The user account I am using doesn’t allow deleting queues
Then it won't work with MT.
Because MT requires manage permission on broker entities. Like I said at the start of this.
Okay… now we are getting somewhere.
>MT is the system I have the most experience with. But the assumption is that MT creates the queues it needs. And thus has permission to do so.
We started somewhere.
Then we went in a big circle.
LMAO
MT will not work unless it has permissions to manage broker entities: that means create queues, exchanges, topics and delete the same.
Because that is the point of the library: to manage those entities for you.
Hence it is not a good plan to run it on an untrusted client.
The server side allows creating queues and managing them.
The client side can only publish messages.
At least that is how my current setup works.
That's not allowed with MT.
Well shit
The entire point of MT is to create the queues/topics/exchanges for you. That is it's bread and butter.
Appreciate your patience on this
You declare .NET classes, you decorate them with interfaces, and a relationship hierarchy, and it automatically manages the queues/topics/subscriptions to allow pub/sub in conformance with that class hierarchy.
How are people dealing with this obvious security flaw?
By not accessing brokers from untrusted clients.
I should note there are still security concerns with RabbitMQ with untrusted clients, regardless of MT. It is incredibly easy to DoS your service if I can submit any message I want.
Very true. The app is internal though… on our infrastructure.
If that happens… we have bigger issues though.

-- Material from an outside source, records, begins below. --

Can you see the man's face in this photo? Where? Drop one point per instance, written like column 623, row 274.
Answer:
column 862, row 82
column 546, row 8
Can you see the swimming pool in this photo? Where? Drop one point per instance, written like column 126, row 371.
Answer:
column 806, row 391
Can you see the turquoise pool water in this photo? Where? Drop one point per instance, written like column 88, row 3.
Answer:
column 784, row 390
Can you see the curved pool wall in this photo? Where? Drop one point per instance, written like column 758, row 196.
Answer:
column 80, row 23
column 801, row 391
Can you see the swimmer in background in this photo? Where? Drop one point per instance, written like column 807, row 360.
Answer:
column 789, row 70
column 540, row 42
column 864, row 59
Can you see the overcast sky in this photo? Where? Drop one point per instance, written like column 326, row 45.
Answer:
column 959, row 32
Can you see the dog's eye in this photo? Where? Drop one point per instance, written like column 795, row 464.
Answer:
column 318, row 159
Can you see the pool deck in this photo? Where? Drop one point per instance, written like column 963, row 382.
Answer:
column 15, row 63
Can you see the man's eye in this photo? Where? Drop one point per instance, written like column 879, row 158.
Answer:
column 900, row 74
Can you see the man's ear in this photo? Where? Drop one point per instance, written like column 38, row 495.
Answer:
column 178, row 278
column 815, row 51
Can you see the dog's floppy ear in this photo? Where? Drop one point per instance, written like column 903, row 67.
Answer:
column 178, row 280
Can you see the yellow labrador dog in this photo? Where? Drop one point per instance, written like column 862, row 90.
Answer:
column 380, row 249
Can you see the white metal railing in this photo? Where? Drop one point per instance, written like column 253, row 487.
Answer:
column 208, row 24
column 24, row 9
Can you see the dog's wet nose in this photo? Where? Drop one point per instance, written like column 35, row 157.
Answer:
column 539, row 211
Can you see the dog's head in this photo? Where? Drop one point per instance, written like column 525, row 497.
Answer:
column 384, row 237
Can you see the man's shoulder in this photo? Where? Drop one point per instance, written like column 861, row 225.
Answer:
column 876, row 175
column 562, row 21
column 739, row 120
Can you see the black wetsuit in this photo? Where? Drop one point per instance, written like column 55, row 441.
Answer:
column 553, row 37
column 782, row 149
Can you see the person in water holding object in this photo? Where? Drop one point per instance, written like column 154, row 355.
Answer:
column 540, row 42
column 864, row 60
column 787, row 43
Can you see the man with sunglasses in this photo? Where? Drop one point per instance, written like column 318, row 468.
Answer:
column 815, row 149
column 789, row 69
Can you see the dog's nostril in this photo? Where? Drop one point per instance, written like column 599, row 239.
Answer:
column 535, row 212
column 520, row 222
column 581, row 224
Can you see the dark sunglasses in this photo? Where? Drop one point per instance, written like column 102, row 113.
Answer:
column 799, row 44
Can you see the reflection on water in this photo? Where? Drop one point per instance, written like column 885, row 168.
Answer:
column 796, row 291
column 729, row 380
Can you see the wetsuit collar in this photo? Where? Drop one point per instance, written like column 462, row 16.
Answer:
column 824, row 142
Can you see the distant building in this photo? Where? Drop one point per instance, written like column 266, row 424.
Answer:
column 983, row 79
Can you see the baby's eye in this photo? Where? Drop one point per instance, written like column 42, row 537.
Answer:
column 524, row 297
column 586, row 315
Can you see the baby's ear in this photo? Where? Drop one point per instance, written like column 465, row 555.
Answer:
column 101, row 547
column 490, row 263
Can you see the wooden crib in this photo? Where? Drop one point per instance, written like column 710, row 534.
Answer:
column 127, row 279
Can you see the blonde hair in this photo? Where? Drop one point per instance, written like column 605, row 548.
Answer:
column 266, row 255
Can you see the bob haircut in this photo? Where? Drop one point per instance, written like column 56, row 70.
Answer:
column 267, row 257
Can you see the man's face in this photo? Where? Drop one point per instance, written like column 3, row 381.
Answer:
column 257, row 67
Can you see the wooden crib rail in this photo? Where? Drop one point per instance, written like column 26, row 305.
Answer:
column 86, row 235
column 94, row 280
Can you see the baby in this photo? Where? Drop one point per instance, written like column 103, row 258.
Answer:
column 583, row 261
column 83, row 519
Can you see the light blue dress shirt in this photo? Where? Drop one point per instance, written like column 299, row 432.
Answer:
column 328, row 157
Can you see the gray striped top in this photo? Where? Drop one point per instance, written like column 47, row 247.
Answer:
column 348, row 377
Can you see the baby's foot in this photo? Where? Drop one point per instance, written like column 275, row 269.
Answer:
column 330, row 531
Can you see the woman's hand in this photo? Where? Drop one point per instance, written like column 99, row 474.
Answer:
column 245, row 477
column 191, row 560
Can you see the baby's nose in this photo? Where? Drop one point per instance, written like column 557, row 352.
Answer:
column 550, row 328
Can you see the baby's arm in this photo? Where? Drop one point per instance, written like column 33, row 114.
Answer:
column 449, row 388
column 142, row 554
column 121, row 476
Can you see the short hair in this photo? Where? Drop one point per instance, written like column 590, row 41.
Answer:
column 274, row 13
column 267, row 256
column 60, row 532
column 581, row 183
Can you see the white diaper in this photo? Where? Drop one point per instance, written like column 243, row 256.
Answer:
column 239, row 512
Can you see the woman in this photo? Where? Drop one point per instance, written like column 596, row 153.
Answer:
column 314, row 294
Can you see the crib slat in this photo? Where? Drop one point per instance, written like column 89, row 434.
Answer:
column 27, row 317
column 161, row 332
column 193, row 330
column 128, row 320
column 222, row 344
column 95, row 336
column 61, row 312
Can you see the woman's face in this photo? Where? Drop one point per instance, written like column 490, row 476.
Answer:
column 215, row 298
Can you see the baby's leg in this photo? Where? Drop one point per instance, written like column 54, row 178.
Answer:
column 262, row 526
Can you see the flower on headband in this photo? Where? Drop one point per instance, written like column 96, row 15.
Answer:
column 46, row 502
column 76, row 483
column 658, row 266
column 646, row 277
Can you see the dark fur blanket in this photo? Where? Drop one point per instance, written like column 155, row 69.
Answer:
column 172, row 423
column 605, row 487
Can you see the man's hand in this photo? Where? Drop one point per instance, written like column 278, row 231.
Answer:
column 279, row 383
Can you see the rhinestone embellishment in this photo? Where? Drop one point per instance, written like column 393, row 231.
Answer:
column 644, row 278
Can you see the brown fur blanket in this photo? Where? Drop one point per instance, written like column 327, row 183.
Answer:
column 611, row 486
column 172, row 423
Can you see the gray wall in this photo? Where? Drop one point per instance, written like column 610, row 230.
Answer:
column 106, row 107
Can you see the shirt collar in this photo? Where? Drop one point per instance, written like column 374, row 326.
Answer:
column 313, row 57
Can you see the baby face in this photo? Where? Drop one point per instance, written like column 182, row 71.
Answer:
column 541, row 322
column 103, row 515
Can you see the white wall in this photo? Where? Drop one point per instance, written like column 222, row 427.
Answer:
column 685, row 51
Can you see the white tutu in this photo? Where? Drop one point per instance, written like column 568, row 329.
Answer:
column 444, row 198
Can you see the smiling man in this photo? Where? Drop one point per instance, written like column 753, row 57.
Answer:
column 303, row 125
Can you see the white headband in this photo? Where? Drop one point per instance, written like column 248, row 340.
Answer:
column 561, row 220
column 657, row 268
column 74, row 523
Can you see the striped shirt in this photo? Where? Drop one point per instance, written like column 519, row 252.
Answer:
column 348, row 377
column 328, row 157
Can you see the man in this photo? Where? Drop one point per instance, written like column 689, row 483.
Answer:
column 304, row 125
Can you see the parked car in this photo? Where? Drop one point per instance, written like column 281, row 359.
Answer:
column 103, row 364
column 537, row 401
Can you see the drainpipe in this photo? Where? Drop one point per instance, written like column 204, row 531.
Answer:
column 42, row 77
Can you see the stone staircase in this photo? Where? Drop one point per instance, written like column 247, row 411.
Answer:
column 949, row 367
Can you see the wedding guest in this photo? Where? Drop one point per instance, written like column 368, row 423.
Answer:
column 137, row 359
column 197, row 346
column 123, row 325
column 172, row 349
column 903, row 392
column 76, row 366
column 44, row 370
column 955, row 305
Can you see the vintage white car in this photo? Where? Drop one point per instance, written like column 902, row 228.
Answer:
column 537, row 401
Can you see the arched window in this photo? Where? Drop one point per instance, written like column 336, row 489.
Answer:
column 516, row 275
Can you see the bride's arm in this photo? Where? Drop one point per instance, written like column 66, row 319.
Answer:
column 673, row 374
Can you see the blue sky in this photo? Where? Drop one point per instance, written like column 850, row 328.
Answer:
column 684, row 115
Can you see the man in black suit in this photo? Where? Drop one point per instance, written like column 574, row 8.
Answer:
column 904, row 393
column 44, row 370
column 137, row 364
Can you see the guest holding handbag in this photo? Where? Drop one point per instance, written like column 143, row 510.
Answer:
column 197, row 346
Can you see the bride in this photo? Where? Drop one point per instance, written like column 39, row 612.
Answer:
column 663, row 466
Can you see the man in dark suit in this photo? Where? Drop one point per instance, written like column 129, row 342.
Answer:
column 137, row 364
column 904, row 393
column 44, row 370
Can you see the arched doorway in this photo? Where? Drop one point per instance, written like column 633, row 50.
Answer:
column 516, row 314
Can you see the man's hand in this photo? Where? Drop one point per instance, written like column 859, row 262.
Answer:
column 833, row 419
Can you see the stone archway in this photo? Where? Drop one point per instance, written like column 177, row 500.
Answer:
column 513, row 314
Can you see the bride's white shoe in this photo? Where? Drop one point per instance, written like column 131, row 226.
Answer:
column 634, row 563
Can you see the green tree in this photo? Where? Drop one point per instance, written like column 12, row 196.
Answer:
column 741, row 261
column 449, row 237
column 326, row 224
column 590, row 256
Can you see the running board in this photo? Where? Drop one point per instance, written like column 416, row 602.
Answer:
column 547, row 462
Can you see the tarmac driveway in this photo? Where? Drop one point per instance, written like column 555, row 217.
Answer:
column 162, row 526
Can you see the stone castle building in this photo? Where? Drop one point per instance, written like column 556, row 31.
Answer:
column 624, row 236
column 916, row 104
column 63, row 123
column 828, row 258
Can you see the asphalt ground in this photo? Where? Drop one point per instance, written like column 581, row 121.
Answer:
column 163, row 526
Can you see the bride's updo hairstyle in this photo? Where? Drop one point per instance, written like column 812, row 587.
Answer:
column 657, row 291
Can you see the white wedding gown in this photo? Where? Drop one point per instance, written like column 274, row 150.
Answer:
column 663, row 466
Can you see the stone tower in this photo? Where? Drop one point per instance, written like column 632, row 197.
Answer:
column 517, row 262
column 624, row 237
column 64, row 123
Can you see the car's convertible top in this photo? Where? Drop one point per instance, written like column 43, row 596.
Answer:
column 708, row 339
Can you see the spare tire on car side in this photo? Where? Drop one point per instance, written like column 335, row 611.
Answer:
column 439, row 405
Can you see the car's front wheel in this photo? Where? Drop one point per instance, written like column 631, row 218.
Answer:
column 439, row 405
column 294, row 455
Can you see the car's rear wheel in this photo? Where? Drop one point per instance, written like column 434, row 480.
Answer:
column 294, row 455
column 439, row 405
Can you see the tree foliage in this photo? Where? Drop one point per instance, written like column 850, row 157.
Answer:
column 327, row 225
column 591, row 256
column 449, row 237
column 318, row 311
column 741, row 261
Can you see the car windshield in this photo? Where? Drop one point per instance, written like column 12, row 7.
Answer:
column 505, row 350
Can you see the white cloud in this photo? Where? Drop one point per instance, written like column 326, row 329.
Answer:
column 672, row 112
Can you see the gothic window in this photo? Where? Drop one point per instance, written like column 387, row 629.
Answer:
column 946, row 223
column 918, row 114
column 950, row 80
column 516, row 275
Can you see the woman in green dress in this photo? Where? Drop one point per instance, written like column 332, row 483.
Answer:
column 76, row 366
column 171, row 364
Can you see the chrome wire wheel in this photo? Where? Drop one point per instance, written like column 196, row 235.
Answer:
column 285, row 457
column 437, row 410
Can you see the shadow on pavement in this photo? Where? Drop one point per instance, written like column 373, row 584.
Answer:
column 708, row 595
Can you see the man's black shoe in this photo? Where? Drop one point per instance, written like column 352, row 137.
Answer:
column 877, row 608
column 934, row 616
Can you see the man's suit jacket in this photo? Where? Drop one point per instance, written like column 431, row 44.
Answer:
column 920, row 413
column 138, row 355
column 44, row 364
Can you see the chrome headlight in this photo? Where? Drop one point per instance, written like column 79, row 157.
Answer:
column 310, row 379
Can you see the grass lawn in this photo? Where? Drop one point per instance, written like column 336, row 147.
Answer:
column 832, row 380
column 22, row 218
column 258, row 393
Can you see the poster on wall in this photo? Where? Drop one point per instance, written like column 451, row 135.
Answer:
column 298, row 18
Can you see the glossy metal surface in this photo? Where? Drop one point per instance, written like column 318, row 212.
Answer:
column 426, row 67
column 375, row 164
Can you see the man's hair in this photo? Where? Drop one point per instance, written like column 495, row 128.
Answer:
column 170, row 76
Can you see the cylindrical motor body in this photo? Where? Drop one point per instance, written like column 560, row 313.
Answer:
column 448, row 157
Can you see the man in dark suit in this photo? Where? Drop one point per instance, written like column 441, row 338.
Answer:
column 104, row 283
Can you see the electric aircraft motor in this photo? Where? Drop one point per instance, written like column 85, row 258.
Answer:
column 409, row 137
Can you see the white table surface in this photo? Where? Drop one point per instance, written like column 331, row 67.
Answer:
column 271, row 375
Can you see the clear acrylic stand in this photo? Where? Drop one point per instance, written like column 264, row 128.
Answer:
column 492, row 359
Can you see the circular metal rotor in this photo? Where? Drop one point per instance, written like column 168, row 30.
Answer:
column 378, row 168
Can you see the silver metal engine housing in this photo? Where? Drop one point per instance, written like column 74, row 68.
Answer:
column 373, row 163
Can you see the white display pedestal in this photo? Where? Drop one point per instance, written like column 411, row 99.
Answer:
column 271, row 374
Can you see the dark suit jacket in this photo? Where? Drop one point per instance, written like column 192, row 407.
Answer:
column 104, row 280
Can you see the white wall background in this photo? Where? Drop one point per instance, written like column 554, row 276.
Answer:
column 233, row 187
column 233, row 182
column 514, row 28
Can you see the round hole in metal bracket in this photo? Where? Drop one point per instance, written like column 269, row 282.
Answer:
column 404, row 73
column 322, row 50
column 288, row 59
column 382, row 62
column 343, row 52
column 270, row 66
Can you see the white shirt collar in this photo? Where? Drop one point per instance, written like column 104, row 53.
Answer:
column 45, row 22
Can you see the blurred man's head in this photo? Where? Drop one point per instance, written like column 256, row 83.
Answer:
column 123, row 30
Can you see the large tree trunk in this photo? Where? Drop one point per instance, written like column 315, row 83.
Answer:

Anyways, apps like this are generally designed so that the broker, the "service bus" is a bus between services, on the server.
For multiple server-side apps to communicate amongst each other.
The clients are untrusted, and communicate with the services through an explicit API, like HTTP.
For real time receipt, streams, and all that sorta stuff, web sockets.
Same reason you wouldn't grant your client app direct access to your SQL database, you wouldn't grant them direct access to your broker.
The client app has direct access to the SQL database.
Readonly … using Entity Framework… read only access.
No permissions to update anything.
Yikes.
Well, you already have my thoughts on that.
lol yep
I used to be concerned about that
back in like 2007.
Maybe I’m getting too old
Doubt it. As I've gotten older, and dealt with more poor designs, I've become stricter.